ICLR 2026 Image Generation offline RL flow matching single-step generation completion vector policy learning D4RL

SSCP: Flow-Based Single-Step Completion for Efficient and Expressive Policy Learning¶

Conference: ICLR 2026 arXiv: 2506.21427 Code: GitHub Area: Image Generation Keywords: offline RL, flow matching, single-step generation, completion vector, policy learning, D4RL

TL;DR¶

This paper proposes the Single-Step Completion Policy (SSCP), which compresses multi-step generative policies into single-step inference by predicting a "completion vector" (the normalized direction from any intermediate state to the target action) within a flow matching framework. On D4RL, SSCP matches multi-step diffusion/flow policies while achieving 64× faster training and 4.7× faster inference, and extends to GCRL to flatten hierarchical policies.

Background & Motivation¶

Background: Diffusion/flow matching generative policies excel in offline RL due to their ability to capture multimodal action distributions (e.g., DQL, CAC). However, they require tens of iterative sampling steps, resulting in high inference latency.

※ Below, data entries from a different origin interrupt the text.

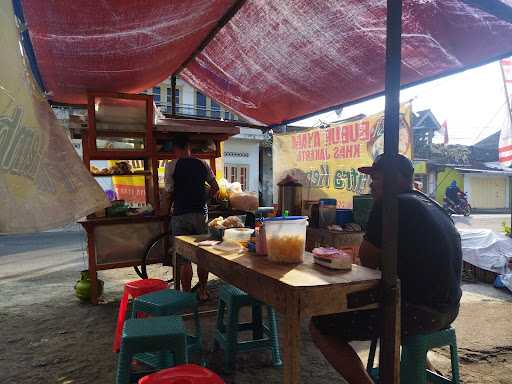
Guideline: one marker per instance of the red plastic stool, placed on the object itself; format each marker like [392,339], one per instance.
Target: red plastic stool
[134,289]
[183,374]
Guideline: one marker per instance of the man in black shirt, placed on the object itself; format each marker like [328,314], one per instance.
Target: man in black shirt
[185,183]
[429,268]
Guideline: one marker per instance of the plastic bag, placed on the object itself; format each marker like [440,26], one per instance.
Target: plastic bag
[235,188]
[244,201]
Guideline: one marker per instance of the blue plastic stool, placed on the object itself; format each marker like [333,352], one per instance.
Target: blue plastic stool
[165,335]
[413,358]
[226,335]
[171,302]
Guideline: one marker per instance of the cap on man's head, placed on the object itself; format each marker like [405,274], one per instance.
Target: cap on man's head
[405,167]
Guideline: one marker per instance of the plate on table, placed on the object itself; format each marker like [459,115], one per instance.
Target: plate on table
[228,246]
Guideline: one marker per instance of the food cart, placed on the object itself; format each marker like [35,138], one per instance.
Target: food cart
[121,128]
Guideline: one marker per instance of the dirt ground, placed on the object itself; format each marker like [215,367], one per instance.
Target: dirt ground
[48,336]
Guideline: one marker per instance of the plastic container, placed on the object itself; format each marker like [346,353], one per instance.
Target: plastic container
[326,212]
[238,234]
[286,239]
[344,216]
[261,240]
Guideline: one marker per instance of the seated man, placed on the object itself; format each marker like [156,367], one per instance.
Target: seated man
[429,267]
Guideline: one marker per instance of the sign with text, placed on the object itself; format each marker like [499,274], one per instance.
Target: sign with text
[43,182]
[325,160]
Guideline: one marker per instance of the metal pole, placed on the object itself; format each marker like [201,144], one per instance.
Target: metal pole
[173,96]
[509,110]
[390,339]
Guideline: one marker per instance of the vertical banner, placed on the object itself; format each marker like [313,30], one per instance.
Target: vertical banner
[43,183]
[325,160]
[505,143]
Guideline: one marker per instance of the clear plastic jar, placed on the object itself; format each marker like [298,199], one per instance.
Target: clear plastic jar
[286,239]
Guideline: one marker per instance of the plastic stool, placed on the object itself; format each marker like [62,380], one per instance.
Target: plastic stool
[184,374]
[165,335]
[226,335]
[171,302]
[134,289]
[413,359]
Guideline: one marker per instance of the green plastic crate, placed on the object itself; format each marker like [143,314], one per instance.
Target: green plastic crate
[362,206]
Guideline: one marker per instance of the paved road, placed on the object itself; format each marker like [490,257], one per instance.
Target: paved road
[488,221]
[32,254]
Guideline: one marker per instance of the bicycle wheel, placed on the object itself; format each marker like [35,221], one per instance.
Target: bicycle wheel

Limitations of Prior Work: - Inference efficiency: Diffusion policies require 5–50 denoising steps per action, making them unsuitable for real-time control (DQL ~1.27ms vs. deterministic policies ~0.1ms). - Training instability: Backpropagating policy gradients through multi-step sampling chains (BPTT) causes gradient instability and long training times (DQL ~8 hours vs. TD3+BC ~30 minutes). - Bootstrap issues in shortcut methods: The shortcut model of Frans et al. 2024 uses its own predictions as training targets (self-consistency loss), which is unstable in dynamic-target settings such as RL.

Key Challenge: Is there an inherent trade-off between the expressiveness of generative policies and their inference/training efficiency?

Core Idea: At an intermediate timestep \(\tau\) of flow matching, train the model to predict a completion vector pointing directly to the target \(x_1\) (rather than the velocity field), supervised by ground-truth data (not bootstrap), enabling single-step generation.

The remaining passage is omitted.